The information fallacy consists of believing that, if we provide people with truthful, objective and undistorted information, they will be able to digest and act rationally with respect to it. Nothing could be further from the truth. The fallacy of information brought into everyday life tells us that, if we report the effects of alcohol, drugs, sugar, tobacco or salt, people will stop consuming them to protect their own health.
I studied engineering at a time when computers were processing large amounts of data and delivering information. We were proud of this technological breakthrough, but I soon realised that such information was not enough to explain the outcomes of people’s decision-making processes and behaviours. Unbeknownst to me, I was faced with the information fallacy.
Under this erroneous conception of human behaviour, both the public and private sectors have wasted billions of pesos in dissemination or advertising campaigns delivering information with the aim of changing or guiding people’s behaviour.
It has been years of learning and the first to come close to understanding how to overcome the information fallacy were the cosmetic companies, hand in hand with advertising agencies. Revlon has worked since its beginnings under the premise that: “in the factory we make cosmetics, in the shop we sell hope”. In this, as in many cases, product information loses relevance to the promise of brands that empathise with the consumer’s desires.
The great revolution that definitively defeated the information fallacy gave birth to social networks. Facebook has almost reached three billion users, YouTube is at two and a half billion, Instagram at one and a half billion and TikTok at one billion. The latter is the favourite of young people between thirteen and seventeen years old, capturing the imagination of that generation, providing very little information and sharing many experiences.
With this background, one might ask: Is it not time to take a different look at education? All the information is on Google. Google knows more than me and whoever is reading this column; more than any teacher, scientist, worker or businessman and, of course, more than any politician.

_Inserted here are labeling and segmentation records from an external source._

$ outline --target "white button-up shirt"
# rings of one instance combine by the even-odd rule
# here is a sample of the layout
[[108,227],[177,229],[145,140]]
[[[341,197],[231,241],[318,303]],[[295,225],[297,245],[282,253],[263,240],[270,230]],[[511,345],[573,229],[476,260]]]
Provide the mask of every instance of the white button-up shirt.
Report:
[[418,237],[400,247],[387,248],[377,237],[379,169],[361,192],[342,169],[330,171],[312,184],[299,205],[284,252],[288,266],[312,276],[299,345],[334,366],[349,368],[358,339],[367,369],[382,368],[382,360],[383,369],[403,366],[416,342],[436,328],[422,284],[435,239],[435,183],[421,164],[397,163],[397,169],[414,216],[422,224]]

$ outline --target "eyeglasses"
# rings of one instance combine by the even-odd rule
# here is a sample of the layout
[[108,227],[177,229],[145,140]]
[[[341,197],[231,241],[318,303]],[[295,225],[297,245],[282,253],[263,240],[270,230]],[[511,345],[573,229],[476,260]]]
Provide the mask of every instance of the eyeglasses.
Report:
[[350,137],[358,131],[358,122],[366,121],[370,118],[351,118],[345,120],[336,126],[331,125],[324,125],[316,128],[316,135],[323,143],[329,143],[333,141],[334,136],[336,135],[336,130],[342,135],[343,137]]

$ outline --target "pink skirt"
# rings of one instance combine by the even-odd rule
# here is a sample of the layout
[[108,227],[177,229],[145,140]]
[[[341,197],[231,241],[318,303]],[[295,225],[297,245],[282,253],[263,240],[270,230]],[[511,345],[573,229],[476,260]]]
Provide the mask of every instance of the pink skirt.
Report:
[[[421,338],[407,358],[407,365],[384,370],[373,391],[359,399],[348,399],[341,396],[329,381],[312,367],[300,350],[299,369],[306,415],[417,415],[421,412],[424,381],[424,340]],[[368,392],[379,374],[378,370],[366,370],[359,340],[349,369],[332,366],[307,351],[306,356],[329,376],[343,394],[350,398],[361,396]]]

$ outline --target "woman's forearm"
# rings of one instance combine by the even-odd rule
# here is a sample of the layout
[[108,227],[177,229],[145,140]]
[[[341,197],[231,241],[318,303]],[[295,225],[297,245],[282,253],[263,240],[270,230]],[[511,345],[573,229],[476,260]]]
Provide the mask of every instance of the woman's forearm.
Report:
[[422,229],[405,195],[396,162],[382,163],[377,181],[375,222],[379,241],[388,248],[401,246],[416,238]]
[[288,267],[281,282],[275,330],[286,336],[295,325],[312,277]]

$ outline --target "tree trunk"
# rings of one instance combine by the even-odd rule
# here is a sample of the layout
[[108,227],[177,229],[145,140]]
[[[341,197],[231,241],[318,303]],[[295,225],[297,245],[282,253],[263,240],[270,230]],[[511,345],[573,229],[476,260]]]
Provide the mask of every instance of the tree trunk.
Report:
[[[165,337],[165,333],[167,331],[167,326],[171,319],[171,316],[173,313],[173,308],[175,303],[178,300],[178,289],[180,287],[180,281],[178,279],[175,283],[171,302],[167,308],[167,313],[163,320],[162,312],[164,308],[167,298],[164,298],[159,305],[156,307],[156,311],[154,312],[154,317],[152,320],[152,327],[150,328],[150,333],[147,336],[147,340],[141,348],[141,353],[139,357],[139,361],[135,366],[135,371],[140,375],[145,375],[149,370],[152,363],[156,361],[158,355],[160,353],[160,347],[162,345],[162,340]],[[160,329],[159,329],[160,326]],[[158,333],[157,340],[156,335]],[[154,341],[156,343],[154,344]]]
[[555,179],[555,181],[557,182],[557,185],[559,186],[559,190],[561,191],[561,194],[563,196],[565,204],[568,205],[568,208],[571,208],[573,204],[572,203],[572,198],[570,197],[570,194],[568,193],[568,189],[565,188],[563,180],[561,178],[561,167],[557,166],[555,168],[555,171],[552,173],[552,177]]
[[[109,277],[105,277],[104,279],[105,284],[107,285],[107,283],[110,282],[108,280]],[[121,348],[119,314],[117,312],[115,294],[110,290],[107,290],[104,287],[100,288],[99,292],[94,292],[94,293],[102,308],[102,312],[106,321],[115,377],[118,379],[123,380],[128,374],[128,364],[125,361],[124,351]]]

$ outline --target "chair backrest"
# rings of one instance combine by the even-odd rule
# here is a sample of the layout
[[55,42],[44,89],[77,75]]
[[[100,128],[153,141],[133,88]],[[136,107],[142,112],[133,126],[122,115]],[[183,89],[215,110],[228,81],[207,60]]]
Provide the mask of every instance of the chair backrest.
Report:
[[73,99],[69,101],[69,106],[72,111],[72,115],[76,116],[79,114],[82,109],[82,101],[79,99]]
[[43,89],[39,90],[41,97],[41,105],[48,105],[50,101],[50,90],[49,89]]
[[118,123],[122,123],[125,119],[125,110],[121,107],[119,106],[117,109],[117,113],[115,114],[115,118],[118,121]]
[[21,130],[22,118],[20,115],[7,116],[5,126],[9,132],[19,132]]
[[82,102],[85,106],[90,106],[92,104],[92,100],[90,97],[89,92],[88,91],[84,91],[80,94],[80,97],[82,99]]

Education must make a structural change. The philosopher Daniel Innerarity, who is currently in Chile to take part in Puerto de Ideas in Antofagasta, argues that teaching should move away from the role of providing information and try to confer a capacity for discernment, orientation, criteria and interpretation of the world in which we live. “What teachers do not have to do is compete with Google”.
Innerarity’s assertion is very strong in all subjects taught in education systems and is even more relevant in socio-emotional education. The latter is not susceptible to being “taught” under the classical standards of pedagogy. In order to acquire and develop habits of coexistence, it is necessary to become aware of what the fallacy of information means.